Scientific classification
- Kingdom: Plantae
- Clade: Tracheophytes
- Clade: Angiosperms
- Clade: Eudicots
- Clade: Rosids
- Order: Fabales
- Family: Fabaceae
- Subfamily: Faboideae
- Genus: Bossiaea
- Species: B. oxyclada
- Binomial name: Bossiaea oxyclada Turcz.
- Synonyms: Bossiaea rufa var. oxyclada (Turcz.) Benth.

= Bossiaea oxyclada =

- Genus: Bossiaea
- Species: oxyclada
- Authority: Turcz.
- Conservation status: VU
- Synonyms: Bossiaea rufa var. oxyclada (Turcz.) Benth.

Species of legume

Bossiaea oxyclada is a species of flowering plant in the family Fabaceae and is endemic to the south of Western Australia. It is an erect, rigid shrub with flattened branches, cladodes ending with a sharp point, leaves mostly reduced to small scales, and golden yellow and deep red flowers.

==Description==
Bossiaea oxyclada is an erect, rigid shrub that typically grows to 90 cm high, 60 cm wide and has flattened branches and cladodes 2–4 mm wide ending in a sharp point. The leaves on older growth are reduced to triangular scales 0.5–1 mm long. New growth sometimes has more or less round leaves 4–20 mm long and 4–12 mm wide on a petiole 1.5–3.5 mm long with stipules 1.7–3.5 mm long at the base. The flowers are arranged singly in nodes on a pedicel 2.0–4.5 mm long with overlapping, pinkish-brown bracts up to 1.3 mm long at the base and bracteoles near the middle of the pedicels. The sepals are joined at the base forming a tube 2.0–4.1 mm long, the two upper lobes slightly longer than the lower three lobes. The standard petal is golden yellow with a red base, 8.7–12.5 mm long, the wings are 8.0–11.6 mm long and the keel deep red and 8.2–11.2 mm long. Flowering occurs from September to October and the fruit is pod 20–23 mm long.

==Taxonomy and naming==
Bossiaea oxyclada was first formally described in 1853 by Nikolai Turczaninow in the Bulletin de la Société impériale des naturalistes de Moscou from specimens collected by James Drummond. The specific epithet (oxyclada) means "sharp branch".
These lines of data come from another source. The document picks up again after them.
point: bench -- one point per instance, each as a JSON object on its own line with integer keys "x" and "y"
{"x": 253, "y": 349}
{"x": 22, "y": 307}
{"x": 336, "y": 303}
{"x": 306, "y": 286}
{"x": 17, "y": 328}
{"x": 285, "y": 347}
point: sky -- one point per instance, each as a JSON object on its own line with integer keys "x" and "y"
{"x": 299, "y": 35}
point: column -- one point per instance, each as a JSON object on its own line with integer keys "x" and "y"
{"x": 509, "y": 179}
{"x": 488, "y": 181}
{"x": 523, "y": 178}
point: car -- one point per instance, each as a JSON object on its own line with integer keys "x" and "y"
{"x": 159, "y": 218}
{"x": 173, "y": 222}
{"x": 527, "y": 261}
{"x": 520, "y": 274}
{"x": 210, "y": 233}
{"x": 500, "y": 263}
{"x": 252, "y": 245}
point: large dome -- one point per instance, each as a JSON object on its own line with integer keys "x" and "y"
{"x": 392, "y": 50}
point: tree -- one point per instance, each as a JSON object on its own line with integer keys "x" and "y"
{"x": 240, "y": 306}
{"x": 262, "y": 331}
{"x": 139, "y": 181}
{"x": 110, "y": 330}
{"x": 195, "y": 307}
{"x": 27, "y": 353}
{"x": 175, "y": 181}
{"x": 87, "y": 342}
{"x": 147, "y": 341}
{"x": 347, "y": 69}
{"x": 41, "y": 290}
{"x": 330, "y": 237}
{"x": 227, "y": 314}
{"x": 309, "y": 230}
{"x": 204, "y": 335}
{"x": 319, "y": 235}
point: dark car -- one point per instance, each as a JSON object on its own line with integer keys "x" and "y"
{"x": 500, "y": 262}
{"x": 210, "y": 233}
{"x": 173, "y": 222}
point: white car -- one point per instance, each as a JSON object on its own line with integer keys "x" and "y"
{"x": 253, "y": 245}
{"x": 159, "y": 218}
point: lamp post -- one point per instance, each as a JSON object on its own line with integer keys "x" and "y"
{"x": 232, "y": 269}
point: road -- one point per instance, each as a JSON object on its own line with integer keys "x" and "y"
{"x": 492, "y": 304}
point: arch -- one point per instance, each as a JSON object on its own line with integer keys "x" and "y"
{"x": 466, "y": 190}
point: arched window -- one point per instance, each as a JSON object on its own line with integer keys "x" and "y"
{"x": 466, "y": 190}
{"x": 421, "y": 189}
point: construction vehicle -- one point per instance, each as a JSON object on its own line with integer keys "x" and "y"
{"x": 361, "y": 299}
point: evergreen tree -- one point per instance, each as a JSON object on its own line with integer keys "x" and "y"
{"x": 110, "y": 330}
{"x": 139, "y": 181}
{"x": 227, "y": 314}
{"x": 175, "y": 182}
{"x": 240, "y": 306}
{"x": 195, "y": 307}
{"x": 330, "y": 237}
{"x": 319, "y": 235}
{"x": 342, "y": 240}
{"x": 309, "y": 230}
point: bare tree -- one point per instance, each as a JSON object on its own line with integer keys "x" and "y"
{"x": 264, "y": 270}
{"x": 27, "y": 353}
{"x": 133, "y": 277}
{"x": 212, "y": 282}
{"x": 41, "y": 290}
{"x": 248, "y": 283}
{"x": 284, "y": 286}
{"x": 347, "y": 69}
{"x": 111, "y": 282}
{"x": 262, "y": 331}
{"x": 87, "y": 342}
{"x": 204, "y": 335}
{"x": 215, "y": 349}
==Distribution and habitat==
This bossiaea is found in the western part of the Fitzgerald River National Park in the Esperance Plains and Mallee biogeographic regions, where it grows in a sandplain community with scattered eucalypts.

==Conservation status==
Bossiaea oxyclada is classified as "Priority Four" by the Government of Western Australia Department of Parks and Wildlife, meaning that it is rare or near threatened.